Christine Aymon, projectionniste d’ombres lumineuses

Entrer dans une de ses expositions, c’est glisser dans un monde parallèle peuplé de créatures dotées d’une très particulière énergie. Celle qui fait de Christine Aymon une créatrice inspirée et compulsive. La plasticienne genevo-valaisanne reçoit ce soir à Saint-Maurice le Prix culturel de l’Etat du Valais, publie dans un mois un livre chez un éditeur vaudois.

Rencontrer Christine chez elle, dans le hameau familial des Aymon à Vérossaz, c’est être saisi par la densité physique de son univers mental, chaque coin et recoin marqués par sa présence dans ces chalets rustiques, agrandis ou bâtis au fur et à mesure des besoins de la famille. Partout ses personnages vous surprennent, de l’enfant jouant dans la cuisine à la grand-mère attentive en haut de l’escalier, sans parler du roi repu qui attend dans l’atelier de s’installer à la grande table de Noël imaginée par Christine Aymon pour sa prochaine exposition, avec une vidéo à faire saliver les gourmets…

D’où viennent-ils, ces êtres de bois, de tissu, de papier, de paille ou de foin tressé?
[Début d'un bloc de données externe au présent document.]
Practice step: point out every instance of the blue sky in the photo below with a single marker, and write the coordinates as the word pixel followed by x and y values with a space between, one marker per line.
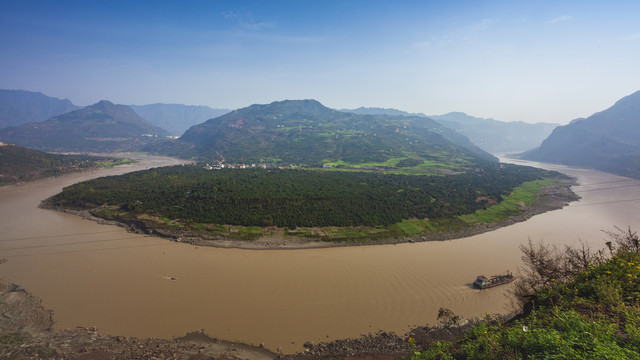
pixel 531 61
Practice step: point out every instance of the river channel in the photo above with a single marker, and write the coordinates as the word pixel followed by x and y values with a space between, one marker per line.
pixel 135 285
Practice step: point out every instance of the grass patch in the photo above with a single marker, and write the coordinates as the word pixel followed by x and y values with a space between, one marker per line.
pixel 116 162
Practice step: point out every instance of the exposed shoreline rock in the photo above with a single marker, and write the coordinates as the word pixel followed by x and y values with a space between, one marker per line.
pixel 26 333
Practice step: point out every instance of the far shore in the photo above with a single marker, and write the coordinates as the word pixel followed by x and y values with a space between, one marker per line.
pixel 551 198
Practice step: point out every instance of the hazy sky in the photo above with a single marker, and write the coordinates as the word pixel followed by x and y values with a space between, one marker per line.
pixel 532 61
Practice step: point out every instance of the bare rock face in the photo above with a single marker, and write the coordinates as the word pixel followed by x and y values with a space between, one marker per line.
pixel 21 311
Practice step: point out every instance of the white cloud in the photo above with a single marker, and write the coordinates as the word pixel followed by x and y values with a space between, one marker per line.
pixel 246 20
pixel 635 36
pixel 560 19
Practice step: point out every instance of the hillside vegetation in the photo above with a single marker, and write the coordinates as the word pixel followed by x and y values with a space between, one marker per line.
pixel 304 132
pixel 378 204
pixel 20 164
pixel 579 305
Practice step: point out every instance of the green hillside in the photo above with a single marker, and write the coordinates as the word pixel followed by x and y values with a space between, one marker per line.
pixel 304 132
pixel 378 205
pixel 582 305
pixel 21 164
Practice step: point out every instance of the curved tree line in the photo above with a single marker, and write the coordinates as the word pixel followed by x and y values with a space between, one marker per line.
pixel 290 198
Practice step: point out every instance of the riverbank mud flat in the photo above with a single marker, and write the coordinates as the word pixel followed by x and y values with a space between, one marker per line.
pixel 26 333
pixel 550 198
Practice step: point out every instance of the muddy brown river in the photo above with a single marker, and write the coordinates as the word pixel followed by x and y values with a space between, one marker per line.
pixel 135 285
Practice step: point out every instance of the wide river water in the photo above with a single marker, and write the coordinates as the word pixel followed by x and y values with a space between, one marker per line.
pixel 100 275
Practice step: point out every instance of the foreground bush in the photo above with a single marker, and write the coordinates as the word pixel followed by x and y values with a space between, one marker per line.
pixel 587 314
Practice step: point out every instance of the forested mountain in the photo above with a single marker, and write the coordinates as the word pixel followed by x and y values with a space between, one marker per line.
pixel 306 132
pixel 294 198
pixel 22 164
pixel 608 140
pixel 496 137
pixel 177 118
pixel 19 107
pixel 381 111
pixel 99 127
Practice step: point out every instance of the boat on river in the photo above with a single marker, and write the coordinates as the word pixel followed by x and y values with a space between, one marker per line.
pixel 482 282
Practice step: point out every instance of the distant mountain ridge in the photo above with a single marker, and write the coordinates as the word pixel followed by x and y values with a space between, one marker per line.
pixel 177 118
pixel 103 126
pixel 307 132
pixel 19 107
pixel 496 137
pixel 608 140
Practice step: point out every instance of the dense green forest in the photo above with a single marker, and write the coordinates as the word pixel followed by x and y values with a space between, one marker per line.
pixel 306 132
pixel 295 198
pixel 22 164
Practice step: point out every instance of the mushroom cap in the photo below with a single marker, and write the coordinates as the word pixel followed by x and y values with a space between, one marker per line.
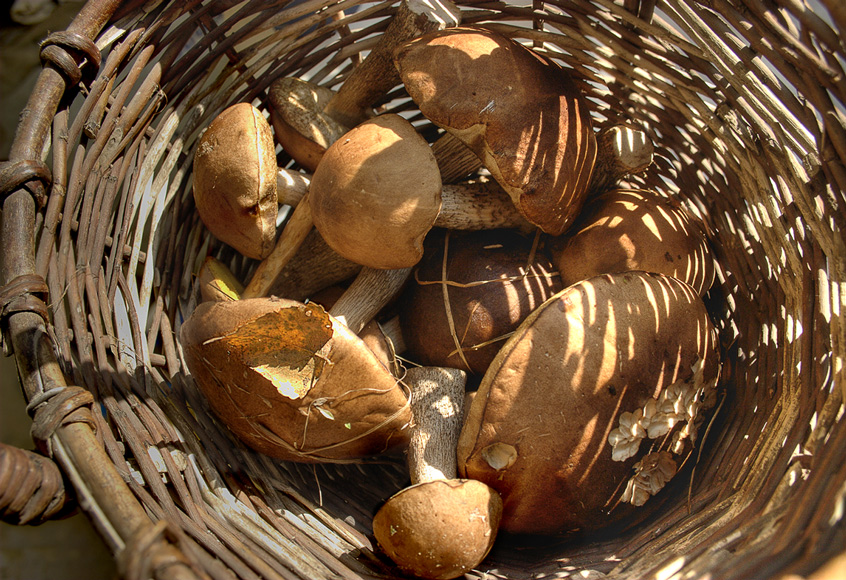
pixel 439 529
pixel 630 229
pixel 293 383
pixel 235 180
pixel 558 424
pixel 302 127
pixel 520 113
pixel 488 299
pixel 376 193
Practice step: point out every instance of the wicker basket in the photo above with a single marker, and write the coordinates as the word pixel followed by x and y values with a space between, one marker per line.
pixel 744 100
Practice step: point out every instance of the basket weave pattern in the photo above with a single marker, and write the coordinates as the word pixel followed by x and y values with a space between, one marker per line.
pixel 744 101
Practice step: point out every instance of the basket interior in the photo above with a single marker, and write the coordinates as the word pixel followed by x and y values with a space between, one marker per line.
pixel 744 103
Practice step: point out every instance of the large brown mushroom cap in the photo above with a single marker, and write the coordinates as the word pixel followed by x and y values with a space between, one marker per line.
pixel 629 229
pixel 235 180
pixel 293 383
pixel 376 193
pixel 459 309
pixel 439 529
pixel 520 113
pixel 592 404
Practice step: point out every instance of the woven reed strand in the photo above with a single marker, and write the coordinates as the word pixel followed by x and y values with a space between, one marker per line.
pixel 744 101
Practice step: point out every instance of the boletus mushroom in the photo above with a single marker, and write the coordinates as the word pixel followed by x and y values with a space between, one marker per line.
pixel 378 191
pixel 469 293
pixel 440 527
pixel 636 229
pixel 593 403
pixel 293 382
pixel 235 180
pixel 518 111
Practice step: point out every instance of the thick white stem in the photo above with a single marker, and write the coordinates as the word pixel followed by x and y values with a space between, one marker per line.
pixel 370 291
pixel 437 407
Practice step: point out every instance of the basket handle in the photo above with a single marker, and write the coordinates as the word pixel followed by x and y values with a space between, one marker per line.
pixel 121 519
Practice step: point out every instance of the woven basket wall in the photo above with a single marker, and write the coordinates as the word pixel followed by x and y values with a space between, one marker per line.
pixel 744 101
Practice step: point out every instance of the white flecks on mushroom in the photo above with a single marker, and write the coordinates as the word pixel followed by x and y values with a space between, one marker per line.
pixel 651 474
pixel 678 404
pixel 625 439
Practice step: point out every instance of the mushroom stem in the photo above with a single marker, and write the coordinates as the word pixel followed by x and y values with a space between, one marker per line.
pixel 440 527
pixel 437 408
pixel 315 267
pixel 371 290
pixel 293 236
pixel 455 159
pixel 622 150
pixel 480 205
pixel 376 75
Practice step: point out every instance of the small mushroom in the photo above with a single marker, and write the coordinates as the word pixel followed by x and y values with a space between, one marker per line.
pixel 378 192
pixel 235 180
pixel 518 111
pixel 592 403
pixel 636 229
pixel 301 220
pixel 440 527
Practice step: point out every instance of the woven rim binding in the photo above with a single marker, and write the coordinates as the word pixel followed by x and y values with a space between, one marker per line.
pixel 744 101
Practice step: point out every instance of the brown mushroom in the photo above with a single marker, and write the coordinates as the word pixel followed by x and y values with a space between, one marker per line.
pixel 440 527
pixel 235 180
pixel 295 382
pixel 469 293
pixel 636 229
pixel 593 403
pixel 378 191
pixel 518 111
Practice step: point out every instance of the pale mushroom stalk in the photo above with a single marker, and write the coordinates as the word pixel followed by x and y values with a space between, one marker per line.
pixel 622 150
pixel 376 75
pixel 440 527
pixel 370 291
pixel 301 222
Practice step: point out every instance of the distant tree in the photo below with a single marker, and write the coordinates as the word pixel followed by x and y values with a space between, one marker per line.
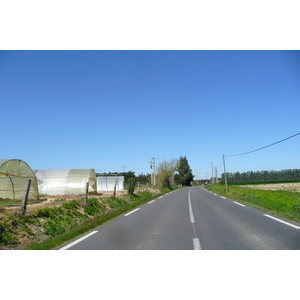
pixel 185 175
pixel 165 172
pixel 144 178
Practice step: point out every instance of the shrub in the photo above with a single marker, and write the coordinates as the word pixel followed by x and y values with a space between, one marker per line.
pixel 94 207
pixel 131 185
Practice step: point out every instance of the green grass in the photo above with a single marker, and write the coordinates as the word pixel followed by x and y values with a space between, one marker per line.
pixel 64 222
pixel 281 203
pixel 262 182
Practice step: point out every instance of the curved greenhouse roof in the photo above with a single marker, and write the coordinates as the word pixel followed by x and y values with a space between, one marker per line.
pixel 13 180
pixel 66 182
pixel 107 183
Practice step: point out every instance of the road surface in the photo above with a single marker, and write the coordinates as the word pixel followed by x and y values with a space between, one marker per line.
pixel 192 219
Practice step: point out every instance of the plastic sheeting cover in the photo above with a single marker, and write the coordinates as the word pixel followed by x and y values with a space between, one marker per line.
pixel 66 182
pixel 107 183
pixel 13 180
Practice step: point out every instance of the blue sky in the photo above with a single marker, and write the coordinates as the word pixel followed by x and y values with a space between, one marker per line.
pixel 110 109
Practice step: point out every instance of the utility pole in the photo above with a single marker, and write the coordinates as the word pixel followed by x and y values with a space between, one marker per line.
pixel 151 172
pixel 212 172
pixel 154 179
pixel 226 188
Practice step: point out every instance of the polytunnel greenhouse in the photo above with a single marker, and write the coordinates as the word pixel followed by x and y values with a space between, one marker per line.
pixel 65 182
pixel 107 183
pixel 14 175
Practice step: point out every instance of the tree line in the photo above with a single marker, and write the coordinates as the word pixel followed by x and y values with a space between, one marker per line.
pixel 288 174
pixel 168 173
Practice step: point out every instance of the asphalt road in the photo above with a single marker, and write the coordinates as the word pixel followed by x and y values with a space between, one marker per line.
pixel 192 219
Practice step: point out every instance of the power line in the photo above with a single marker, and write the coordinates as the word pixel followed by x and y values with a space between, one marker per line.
pixel 263 147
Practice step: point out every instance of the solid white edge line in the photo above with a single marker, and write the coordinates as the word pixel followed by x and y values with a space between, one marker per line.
pixel 190 208
pixel 196 243
pixel 238 203
pixel 286 223
pixel 131 212
pixel 78 241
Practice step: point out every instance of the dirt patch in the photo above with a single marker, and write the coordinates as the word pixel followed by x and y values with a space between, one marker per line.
pixel 57 200
pixel 288 187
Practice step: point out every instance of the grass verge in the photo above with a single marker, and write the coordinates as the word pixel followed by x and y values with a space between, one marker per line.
pixel 281 203
pixel 48 228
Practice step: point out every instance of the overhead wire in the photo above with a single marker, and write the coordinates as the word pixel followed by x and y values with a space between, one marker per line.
pixel 264 146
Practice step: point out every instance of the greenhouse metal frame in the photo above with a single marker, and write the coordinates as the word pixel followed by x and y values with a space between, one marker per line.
pixel 14 175
pixel 66 182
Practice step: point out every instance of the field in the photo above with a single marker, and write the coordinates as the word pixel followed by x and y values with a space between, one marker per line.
pixel 281 199
pixel 288 187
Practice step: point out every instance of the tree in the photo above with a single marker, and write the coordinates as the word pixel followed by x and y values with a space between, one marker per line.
pixel 185 175
pixel 165 172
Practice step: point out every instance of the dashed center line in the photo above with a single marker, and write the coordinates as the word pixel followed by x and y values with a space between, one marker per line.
pixel 131 212
pixel 78 241
pixel 286 223
pixel 238 203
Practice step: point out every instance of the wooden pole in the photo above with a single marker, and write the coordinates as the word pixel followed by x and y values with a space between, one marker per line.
pixel 226 187
pixel 114 194
pixel 25 197
pixel 86 193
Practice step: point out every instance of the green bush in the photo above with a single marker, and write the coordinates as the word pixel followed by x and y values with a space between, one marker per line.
pixel 116 203
pixel 94 207
pixel 131 185
pixel 71 205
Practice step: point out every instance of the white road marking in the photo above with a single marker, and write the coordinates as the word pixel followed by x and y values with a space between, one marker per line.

Ils naissent du besoin, éprouvé depuis le plus jeune âge, de créer des univers: le moyen inventé par Christine pour survivre, dans son enfance heureuse déchirée par une «faille» qu’elle ne sait décrire autrement que comme «avoir mal à la vie». Impossible de se fâcher contre des parents aimants et bons, reste l’évasion: inventer des vies.

Elle n’a donc plus rien fait d’autre, apprenant les techniques aux Arts visuels de Genève, puis développant et transmettant ses propres techniques dans son atelier de Vérossaz, où elle organise cours et stages dès qu’elle y vit avec Louis-Philippe, dit Lilo, le mari multitalents et complice fasciné qui réalise les vidéos, monte les sons, transporte les matériaux, fait la cuisine-tout en menant sa vie, engagée, d’enseignant spécialisé.

La tisserande se fait sculptrice, met au point des techniques menuisières, collant, sciant, meulant pour façonner au plus près de sa vision bêtes et gens qui peupleront l’univers inventé pour chaque expo.

Si la «faille» originelle est comme ce mal décrit par Christiane Singer (une de ses grandes admirations) dans Les sept nuits de la reine – pourquoi souffre-t-on si fort d’une plaie qui reste introuvable? – l’antidote est cette phénoménale joie de créer, qui finit toujours par dissiper les pires brouillards intérieurs. Christine Aymon, avec Lilo, a su conquérir sa liberté intérieure, a osé se faire une confiance totale qui ne bannit pas le doute, mais le met à profit. Sa liberté, elle en use et abuse, travaillant sans cesse, sans cesse en mouvement, lâchant tout pour accueillir joyeusement le visiteur et se replongeant ensuite dans ce  labeur forcené qui la sauve.

C’est ainsi qu’elle a participé aux constructions, transformations, aménagements des chalets, chaque balustrade, chaque corniche, et beaucoup de meubles décorés à la meule de motifs, de personnages et d’animaux.

Quand on lui parle d’un jaillissement digne de l’art brut, Christine Aymon rit et redit ce qu’elle a écrit dans deux livres somptueusement illustrés, Tangentes (2003) et L’Ouvrir*: réflexions sur l’art et la vie, journal d’atelier, vision du monde et de la vie. On y saisit pourquoi le risque est indissociable de son travail; son oeuvre de fin d’études, elle l’avait enterrée tout un hiver pour que la nature imprime sa marque au textile. Ça n’avait pas suffi, elle l’avait soumise au feu, et s’en est toujours souvenue: prête à  tout perdre, elle pose sur la braise ses têtes de bois les plus achevées jusqu’à ce que jaillissent des flammes creusant les béances par lesquelles la lumière jouera dans l’oeuvre terminée.

Poussant le procédé, Christine Aymon ouvrage ses personnages des motifs de leur vie inventée: leurs paysages, leurs animaux, les fleurs et les nuages de ces existences rêvées apparaissent en creux dans leur peau de bois . La lumière, les traversant, projette sur les murs et le sol ces visions intérieures.
Telles sont les ombres lumineuses de Christine Aymon, démiurge modeste, d’une des oeuvres les plus puissantes et originales en Suisse aujourd’hui.